GQ, October 2008 An article examines John McCain’s eight trips to Iraq and finds that “a portrait emerges of an intellectually curious, incisive, energetic, and courageous politician.” McCain almost always had the right intuitions about the war’s direction, but, because of his respect of rank and personal valor, didn’t always press for his position. His Iraq visits “reveal an independent-thinking critic who nonetheless held his tongue in moments where a dissenting voice would have been of greater service to his commander in chief.” An article visits an oil rig near Alaska’s uninhabitable North Slope, detailing the dangerous lives of the “roughnecks” who spend two weeks at a time working in unimaginable conditions, where “time bends, blurs, all but disappears.” But the writer’s sympathy is rebuffed: “You don’t get it,” the men tell her. “We want to be here. We haven’t been sentenced here.
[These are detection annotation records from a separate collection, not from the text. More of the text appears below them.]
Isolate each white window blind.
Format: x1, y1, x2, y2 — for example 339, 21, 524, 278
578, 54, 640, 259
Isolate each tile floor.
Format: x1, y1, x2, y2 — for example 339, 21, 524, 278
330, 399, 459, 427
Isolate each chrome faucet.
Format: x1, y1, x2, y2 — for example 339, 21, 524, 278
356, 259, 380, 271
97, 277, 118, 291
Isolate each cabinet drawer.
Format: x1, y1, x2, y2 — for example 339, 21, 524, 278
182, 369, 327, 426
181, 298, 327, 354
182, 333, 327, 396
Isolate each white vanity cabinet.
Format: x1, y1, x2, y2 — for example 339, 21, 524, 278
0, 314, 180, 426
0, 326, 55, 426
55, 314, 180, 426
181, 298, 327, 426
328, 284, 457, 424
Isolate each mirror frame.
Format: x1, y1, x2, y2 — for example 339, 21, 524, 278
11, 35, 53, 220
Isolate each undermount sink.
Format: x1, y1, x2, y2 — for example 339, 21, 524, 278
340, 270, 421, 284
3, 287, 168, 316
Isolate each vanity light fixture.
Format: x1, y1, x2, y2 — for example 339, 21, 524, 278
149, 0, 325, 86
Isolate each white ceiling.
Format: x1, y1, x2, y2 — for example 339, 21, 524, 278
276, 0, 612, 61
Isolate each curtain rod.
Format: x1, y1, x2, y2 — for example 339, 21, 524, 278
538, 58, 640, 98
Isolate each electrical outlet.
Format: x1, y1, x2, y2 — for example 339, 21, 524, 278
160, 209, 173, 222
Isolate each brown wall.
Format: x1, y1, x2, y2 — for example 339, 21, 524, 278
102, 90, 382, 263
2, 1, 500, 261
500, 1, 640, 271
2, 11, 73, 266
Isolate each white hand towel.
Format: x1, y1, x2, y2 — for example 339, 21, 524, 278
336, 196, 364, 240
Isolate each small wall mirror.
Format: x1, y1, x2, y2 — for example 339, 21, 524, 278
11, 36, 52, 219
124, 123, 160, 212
We are happy here.”

New York Times Magazine, Sept. 21 In the magazine’s annual college issue, an article profiles the long-shot schemer behind a student-generated college-review Web site called Unigo. Jordan Goldman graduated from Wesleyan, sent 500 e-mails to businessmen he found online, and sold one on his idea: a site that would “siphon away a few million dollars from the slow-adapting publishers of those elephantine college guidebooks that have been a staple of the high-school experience for decades.” Another article profiles Dan Shapiro, an eccentric psychologist-turned-Harvard law professor who teaches an unorthodox course at the Dubai School of Government: “Capturing the Power of Negotiation.” Shapiro sees even the global business world as governed by feelings and shows students “how emotions and pride can take over our rational decision making.”
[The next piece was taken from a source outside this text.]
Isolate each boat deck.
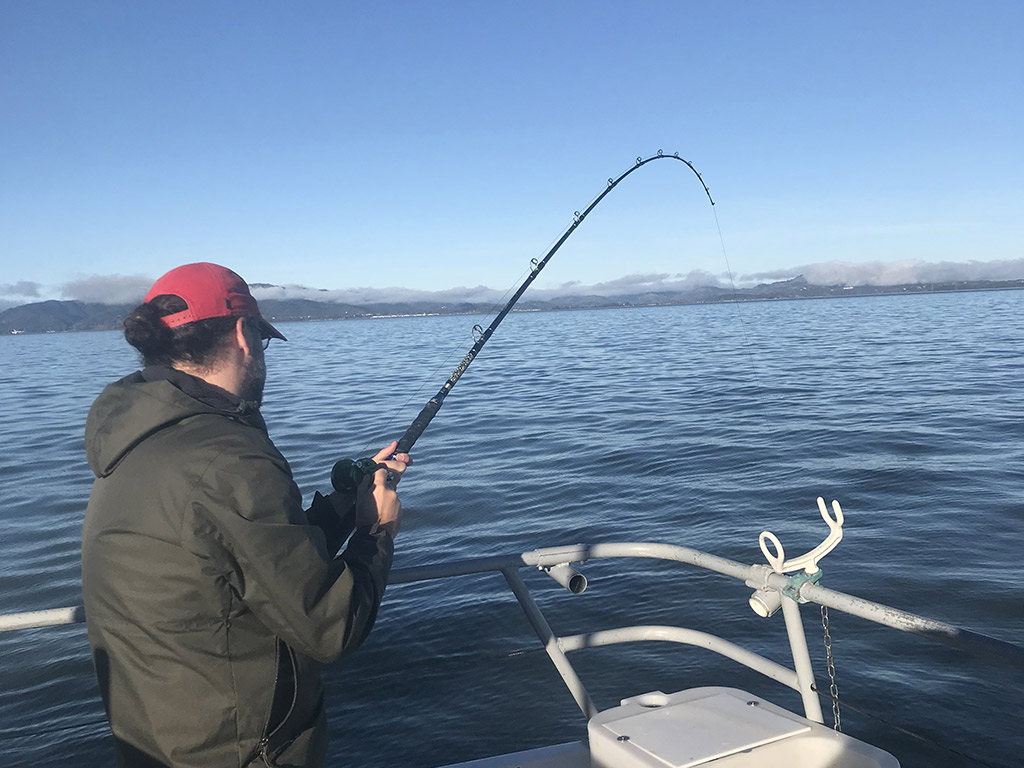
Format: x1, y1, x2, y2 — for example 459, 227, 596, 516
443, 741, 591, 768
Reason, October 2008 A column calls Barack Obama the “return of liberal interventionism,” noting that he is against “the logic of the Iraq war but not of wars like Iraq.” Obama began his political career at an anti-war rally by saying he was “not an anti-war candidate,” and has since “called for, or retroactively endorsed, interventions in Zimbabwe, Pakistan, and Sudan.” Like many liberals, Obama believes Iraq was “an aberration … botched by a Republican president.” An article profiles the “unlikely coalition” responsible for gutting the Real ID Act of 2005, which mandated that all states switch to a standardized driver’s license. Rep. Karen Johnson, a self-described “right-wing nut” who peddles Sept. 11 conspiracy theories, penned Arizona’s opt-out legislation. Now, the growing number of rebel states have been joined by the ACLU. “Deride them all you want, but the nuts … [have] managed to beat back one of the most egregious recent assaults on individual privacy.”

Must Read
An intrepid GQ reporter, after a year of trying to gain access, sends back a compelling image of what it’s like to work in Alaska’s oil industry.

Must Skip
Newsweek’s Sept. 22 cover story on “what women want” in presidential politics is a wordy rehash of the past few weeks’ campaign chatter.

Best Politics Piece
The Economist’s Sept. 20 piece on the tone of the presidential campaign is a refreshingly fair-minded analysis of how things got ugly.

Best Culture Piece
A column in the Oct. 6 issue of Reason reviews recent films and TV shows that have attempted to re-romanticize the sexual revolution, and concludes that ‘70s luster has been lost to the “Housewives and the City” era when “the line between naughtiness and practically Islamic notions of sexual purity is erased.”

Funniest Piece on a Not-So-Funny Topic
Time’s Sept. 29 cover story takes a jokey approach to the financial crisis, calling it “financial horror show, as if Stephen King were channeling Alan Greenspan to produce scary stories full of negative numbers.”